El caso es que en un momento dado se dice que la tragedia griega estaba basada casi en su totalidad en unos personajes que intentaban por todos los medios escapar a su destino pero que nunca lo conseguían dejando claro que el destino es en realidad quien marca la vida de todos y cada uno de los habitantes del universo y que por mucho que estos procuraran escapar de el jamás lo conseguirían. Es básicamente como esa gran historia del mercader que se encuentra un día con la muerte en el mercado y el mercader al percatarse huye despavorido en dirección a una ciudad que está a 100km de distancia. La muerte se queda con cara de asombro y le dice a su acompañante: “estoy sorprendido de haberme encontrado ese mercader aquí”. “¿Por qué?”-pregunta el acompañante. “Pues porque me toca encontrarme con el mañana pero en una ciudad a 100km”.

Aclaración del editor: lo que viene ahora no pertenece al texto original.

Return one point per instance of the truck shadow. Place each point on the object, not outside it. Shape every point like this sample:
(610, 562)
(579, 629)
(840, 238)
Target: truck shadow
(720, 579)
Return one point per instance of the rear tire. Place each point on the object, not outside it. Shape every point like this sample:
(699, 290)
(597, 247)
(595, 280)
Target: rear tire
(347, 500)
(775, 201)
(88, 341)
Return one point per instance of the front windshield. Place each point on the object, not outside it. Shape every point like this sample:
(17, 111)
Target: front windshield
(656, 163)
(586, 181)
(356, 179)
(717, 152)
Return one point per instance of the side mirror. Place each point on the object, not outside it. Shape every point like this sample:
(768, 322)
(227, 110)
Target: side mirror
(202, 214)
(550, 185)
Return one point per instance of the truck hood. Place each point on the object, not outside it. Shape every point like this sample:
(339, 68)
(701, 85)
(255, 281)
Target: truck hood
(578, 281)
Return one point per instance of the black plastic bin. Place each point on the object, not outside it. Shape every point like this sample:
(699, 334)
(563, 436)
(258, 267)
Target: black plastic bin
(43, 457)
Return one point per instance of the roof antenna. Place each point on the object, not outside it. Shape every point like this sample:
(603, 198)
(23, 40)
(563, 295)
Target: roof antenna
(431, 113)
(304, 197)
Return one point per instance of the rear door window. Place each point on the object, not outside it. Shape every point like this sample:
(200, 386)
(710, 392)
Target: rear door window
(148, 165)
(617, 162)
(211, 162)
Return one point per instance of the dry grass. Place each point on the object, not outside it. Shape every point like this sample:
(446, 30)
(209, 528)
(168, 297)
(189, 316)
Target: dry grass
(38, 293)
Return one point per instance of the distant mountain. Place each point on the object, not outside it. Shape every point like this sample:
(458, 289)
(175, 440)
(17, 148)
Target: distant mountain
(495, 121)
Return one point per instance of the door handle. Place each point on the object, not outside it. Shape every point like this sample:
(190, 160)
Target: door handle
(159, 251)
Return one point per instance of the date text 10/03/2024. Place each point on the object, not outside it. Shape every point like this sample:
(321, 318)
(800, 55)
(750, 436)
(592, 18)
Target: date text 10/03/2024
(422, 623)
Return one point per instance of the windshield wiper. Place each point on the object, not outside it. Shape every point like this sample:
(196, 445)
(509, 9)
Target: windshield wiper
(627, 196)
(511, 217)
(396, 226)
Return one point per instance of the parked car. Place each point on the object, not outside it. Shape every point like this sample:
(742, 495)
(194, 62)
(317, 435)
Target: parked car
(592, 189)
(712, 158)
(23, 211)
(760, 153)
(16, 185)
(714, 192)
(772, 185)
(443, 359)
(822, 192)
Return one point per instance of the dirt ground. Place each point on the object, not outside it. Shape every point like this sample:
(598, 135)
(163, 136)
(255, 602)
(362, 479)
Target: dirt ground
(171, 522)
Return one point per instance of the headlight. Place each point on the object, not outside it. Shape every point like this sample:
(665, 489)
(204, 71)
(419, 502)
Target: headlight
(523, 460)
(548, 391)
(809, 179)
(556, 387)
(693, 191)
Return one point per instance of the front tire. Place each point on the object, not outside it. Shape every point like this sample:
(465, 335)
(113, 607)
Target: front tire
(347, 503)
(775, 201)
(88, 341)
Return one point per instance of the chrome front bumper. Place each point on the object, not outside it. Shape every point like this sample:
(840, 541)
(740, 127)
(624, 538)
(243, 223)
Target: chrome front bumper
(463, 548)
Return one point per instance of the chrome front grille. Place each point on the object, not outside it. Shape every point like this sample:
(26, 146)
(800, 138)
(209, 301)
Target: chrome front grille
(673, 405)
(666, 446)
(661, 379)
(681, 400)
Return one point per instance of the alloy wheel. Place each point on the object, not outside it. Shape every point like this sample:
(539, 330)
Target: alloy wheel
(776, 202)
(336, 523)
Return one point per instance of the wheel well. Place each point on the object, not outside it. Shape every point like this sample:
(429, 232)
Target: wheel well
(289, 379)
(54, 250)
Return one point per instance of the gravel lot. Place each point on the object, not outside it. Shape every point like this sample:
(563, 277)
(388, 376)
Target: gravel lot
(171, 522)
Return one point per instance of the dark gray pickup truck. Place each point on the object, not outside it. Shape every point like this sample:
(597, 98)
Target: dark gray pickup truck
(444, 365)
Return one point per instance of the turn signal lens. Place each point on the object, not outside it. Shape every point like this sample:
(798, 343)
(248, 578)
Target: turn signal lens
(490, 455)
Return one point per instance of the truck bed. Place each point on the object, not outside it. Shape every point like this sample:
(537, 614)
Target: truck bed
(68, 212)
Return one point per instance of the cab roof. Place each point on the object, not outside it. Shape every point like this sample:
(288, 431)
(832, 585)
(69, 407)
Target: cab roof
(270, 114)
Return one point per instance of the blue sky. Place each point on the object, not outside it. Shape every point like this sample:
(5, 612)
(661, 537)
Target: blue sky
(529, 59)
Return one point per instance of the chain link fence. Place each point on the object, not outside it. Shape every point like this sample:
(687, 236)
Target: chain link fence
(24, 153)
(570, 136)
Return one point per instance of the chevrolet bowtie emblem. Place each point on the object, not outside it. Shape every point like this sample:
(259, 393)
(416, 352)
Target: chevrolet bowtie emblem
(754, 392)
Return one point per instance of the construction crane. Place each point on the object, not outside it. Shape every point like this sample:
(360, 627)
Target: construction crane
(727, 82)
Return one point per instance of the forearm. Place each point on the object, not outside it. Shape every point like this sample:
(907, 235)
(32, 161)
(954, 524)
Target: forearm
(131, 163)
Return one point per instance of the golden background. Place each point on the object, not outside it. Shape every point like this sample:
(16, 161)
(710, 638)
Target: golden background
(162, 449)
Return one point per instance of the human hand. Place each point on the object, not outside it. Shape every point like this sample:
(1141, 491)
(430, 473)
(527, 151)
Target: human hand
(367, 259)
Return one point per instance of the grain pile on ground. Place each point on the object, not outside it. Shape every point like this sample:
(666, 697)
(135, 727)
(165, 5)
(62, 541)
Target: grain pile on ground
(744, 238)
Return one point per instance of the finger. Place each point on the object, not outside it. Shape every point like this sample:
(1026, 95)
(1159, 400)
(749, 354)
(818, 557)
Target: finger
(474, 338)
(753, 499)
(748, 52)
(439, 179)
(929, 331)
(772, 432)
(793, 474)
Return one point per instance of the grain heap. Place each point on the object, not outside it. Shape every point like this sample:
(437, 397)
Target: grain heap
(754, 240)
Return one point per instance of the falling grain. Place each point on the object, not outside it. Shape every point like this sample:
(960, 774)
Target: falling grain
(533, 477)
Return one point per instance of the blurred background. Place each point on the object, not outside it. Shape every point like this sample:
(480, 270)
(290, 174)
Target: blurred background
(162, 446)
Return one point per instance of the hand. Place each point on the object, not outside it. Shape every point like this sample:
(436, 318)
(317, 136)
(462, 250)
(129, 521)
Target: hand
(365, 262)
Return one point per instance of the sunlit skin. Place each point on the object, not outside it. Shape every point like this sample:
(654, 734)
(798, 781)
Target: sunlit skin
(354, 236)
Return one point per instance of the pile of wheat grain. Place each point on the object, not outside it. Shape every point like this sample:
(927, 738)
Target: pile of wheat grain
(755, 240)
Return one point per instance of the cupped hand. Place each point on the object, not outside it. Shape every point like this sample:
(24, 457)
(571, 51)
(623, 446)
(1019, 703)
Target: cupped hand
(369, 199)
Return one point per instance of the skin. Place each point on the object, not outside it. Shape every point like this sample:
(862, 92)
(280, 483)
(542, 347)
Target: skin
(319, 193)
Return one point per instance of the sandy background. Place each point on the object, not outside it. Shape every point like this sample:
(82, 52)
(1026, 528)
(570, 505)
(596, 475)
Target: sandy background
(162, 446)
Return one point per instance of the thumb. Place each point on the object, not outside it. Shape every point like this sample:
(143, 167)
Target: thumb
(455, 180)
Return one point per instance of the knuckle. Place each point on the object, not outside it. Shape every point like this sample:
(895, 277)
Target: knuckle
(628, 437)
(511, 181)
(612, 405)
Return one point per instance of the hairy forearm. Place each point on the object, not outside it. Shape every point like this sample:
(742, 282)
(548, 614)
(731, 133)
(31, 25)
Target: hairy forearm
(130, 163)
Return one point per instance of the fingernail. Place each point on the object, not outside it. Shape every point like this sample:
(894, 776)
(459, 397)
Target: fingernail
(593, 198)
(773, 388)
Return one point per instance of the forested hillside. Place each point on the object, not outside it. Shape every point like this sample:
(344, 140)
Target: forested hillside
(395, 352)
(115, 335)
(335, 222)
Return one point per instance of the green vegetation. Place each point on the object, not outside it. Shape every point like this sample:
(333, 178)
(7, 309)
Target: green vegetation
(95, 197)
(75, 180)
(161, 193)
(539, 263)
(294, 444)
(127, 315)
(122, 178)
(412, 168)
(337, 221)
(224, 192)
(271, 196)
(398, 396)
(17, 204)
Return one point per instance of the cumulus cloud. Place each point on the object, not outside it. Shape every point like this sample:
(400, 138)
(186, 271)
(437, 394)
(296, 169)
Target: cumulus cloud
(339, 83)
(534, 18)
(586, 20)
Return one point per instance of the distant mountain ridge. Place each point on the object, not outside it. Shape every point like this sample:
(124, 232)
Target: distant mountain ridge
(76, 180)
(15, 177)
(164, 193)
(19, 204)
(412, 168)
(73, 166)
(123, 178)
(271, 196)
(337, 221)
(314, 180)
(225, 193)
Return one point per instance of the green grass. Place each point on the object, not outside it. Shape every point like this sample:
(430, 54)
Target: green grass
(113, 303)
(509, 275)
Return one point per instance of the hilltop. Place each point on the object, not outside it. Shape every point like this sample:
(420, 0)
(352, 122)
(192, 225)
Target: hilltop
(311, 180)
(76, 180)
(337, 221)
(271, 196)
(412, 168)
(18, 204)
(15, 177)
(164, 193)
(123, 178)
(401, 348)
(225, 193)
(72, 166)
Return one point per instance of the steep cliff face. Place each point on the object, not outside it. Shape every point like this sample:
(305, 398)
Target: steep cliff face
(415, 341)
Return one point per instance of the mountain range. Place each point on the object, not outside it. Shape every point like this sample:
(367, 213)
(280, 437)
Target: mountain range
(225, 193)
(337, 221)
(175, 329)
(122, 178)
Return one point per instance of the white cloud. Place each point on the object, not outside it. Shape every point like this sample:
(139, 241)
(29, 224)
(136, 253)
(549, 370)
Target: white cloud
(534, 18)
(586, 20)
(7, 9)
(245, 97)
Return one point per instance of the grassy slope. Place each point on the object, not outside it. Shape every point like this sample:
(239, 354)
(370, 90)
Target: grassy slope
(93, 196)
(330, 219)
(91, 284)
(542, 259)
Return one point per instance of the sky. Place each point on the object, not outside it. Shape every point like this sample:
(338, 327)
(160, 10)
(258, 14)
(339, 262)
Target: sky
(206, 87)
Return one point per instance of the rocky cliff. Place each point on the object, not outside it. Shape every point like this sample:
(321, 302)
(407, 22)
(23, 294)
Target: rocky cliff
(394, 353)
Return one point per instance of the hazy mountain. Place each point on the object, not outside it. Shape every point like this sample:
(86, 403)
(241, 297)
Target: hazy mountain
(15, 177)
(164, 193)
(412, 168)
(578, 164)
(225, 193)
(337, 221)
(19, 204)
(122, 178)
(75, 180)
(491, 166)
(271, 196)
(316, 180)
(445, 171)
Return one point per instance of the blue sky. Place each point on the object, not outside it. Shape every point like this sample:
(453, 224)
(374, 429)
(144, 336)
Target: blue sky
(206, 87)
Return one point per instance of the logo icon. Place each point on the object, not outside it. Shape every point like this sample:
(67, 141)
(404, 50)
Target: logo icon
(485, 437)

Esa característica de la tragedia griega es algo que más o menos ya conocía pero lo que me ha dejado pensando es la ironía del asunto ya que la tragedia les viene a los personajes precisamente como consecuencia de sus virtudes en lugar de por sus defectos. Es decir, aquello que los hace especiales y diferentes a los demás es lo que les causa la desgracia.
Puede que sea una interpretación muy libre pero mi sorpresa viene porque esa reflexión es exactamente lo que yo he pensado durante mucho tiempo así que me reconforta (que remedio) saber que ya esos tipos tan inteligentes que nosotros denominamos genérica e injustamente como “los griegos” ya pensaban lo mismo que yo muchos siglos antes. Me reconforta pero también me asusta puesto que estaba convencido de que esa característica era propia de la civilización moderna y en concreto de nuestro país y no algo innato al ser humano.
Resulta entonces que vivimos en un mundo donde destacar para bien se penaliza. Yo no he hecho la mili pero siempre se ha dicho que para “triunfar” en el servicio militar había que intentar no parecer muy listo ni muy tonto. Es algo así como lo que ocurre en ese engendro disfrazado de pseudo-experimento sociológico televisado que es el “Gran Hermano”. Entra una colección de personajes a cada cual más histriónico pero el público suele echar a quien destaca. El que intenta organizar, fuera. Por listo. El que tiene carácter y se cabrea, fuera. Por cabrearse. Así van cayendo más o menos todos hasta que quedan tres o cuatro que es el momento en el que te das cuenta de que también está en la casa viviendo esa chica calladita que parece amiga de todos pero que nunca dice nada o ese chico tan majo que no tiene enemigos pero que nadie sabe de que equipo es.
También se ve en el mundo de la política donde el político ejemplo es aquel que no tiene ideas o que al menos es bastante ambiguo en su exposición caso de que las tuviese. Los políticos actuales hablan pensando cada palabra y sin ofender a ningún colectivo. A veces te sorprende que no los vote todo el mundo independientemente de sus ideas simplemente por lo mucho que intentan abarcar y lo poco que representan. Se acabo la pasión. Se acabaron las ideas. Todo es mediocridad, medianía, tibieza y “buenrrollismo”. Los que se salen del guión desaparecen de la película por radicales, violentos, vehementes, ácratas, antidemocráticos o simplemente frikis.
Siempre he pensado que una de las cosas que más me ha penalizado en mi carrera profesional (y por carrera profesional me refiero a lo que tengo que hacer a diario para ganar dinero y poder vivir) ha sido hacer las cosas bien. Hacer las cosas bien hizo que mi jefe de departamento vetara el que pudiera irme a otro departamento que me interesaba más para no quedarse él colgado. Hacer las cosas bien hizo que mi jefe me mandará precisamente a mí al proyecto más complicado, y al que no quería ir nadie, porque sabía que al menos saldría indemne. Hablar inglés mejor que mis compañeros de proyecto (que cobraban más que yo) hizo que fuese yo el agraciado con varios viajes, no precisamente de placer, a la península arábiga… y así con todo.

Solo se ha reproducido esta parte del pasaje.